Page 31 of Mystic Justice (The Other Detective #2)
Once again, the body had been dropped near Jingo’s grove so he was in the mix, too.
Someone was working hard to point the finger at him, but he wasn’t stupid enough – or lazy enough – to leave bodies lying around where they could incriminate him like this.
Besides, he’d called in the centaur’s body drop himself, and even he wouldn’t have been arrogant enough to do that if he’d been the killer.
When I messaged Laura and asked for an ETA on the report on Jingo, I got a prompt response that she was still digging into him.
There were a lot of files on him and she was trying to identify the previous bodies he’d inhabited.
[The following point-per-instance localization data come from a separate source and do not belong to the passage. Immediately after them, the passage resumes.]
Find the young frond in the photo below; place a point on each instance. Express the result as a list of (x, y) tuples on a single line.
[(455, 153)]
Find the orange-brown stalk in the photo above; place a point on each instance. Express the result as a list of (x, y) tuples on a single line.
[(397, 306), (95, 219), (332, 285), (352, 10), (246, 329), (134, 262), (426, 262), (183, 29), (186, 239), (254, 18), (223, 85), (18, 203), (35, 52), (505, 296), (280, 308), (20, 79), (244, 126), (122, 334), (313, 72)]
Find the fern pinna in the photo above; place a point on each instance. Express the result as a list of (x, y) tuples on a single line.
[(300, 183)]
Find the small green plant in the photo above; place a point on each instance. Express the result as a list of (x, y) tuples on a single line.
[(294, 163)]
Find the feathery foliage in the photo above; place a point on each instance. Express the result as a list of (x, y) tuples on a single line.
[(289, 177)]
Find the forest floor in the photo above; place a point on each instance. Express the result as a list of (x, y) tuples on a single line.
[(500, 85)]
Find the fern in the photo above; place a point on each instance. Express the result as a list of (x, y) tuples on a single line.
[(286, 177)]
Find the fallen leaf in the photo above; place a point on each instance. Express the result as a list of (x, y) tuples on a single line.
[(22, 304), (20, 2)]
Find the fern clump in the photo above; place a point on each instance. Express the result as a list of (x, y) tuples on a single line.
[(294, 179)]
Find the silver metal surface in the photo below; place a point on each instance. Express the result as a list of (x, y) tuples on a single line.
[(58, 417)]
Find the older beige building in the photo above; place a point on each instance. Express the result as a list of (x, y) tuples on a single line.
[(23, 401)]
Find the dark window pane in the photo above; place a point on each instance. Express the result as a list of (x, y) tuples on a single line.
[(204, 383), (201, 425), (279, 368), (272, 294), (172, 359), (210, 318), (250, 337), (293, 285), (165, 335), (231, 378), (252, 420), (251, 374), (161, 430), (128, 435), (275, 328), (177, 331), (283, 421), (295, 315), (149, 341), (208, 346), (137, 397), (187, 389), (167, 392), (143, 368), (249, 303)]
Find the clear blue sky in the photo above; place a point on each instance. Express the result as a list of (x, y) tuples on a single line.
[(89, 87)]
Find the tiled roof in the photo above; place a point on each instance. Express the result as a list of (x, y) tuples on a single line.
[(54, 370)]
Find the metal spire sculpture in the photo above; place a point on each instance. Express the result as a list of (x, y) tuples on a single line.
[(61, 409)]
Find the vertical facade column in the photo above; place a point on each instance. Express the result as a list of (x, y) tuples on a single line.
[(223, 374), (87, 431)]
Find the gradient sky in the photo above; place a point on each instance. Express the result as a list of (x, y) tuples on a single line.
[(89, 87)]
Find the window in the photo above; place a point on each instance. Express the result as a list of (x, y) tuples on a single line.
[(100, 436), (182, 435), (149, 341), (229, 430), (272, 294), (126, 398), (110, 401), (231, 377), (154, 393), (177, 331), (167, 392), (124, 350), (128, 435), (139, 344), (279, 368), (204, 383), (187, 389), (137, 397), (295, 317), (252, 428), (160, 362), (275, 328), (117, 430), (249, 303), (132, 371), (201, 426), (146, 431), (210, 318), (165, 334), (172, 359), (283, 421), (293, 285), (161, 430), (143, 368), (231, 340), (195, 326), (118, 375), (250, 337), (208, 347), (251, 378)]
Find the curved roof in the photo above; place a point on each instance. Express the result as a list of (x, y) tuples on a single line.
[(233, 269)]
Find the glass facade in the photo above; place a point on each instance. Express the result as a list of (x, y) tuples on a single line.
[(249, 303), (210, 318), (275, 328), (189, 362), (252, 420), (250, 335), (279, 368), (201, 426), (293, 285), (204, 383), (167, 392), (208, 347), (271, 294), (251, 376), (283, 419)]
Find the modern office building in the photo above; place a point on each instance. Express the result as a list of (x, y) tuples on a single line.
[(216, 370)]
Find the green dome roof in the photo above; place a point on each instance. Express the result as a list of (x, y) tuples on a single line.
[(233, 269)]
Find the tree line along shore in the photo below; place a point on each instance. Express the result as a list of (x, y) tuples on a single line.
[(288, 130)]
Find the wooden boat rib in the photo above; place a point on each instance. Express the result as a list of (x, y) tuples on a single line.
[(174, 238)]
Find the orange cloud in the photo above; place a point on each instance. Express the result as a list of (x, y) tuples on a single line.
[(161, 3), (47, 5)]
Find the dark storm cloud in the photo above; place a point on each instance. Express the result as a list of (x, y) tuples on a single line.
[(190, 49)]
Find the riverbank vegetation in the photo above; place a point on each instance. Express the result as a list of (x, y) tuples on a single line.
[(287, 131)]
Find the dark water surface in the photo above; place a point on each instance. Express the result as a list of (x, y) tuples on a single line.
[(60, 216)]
I greenlighted more hours on it and asked her to start building a list of his known enemies that I could work with.
I’d asked at the grove for Jingo to come and speak to me so I could start a list of people who’d want to frame him, but I’d been told he was out and they didn’t know where he was.
‘What have we got?’ Ed asked as he ambled onto the scene.
The body was little more than a blackened husk, curled in on itself like scorched paper.
Flesh had fused to bone in places and what remained was brittle, fragile – more charcoal than corpse.
The heat had been intense, leaving no hair, no clothing, just fragments of a shattered life.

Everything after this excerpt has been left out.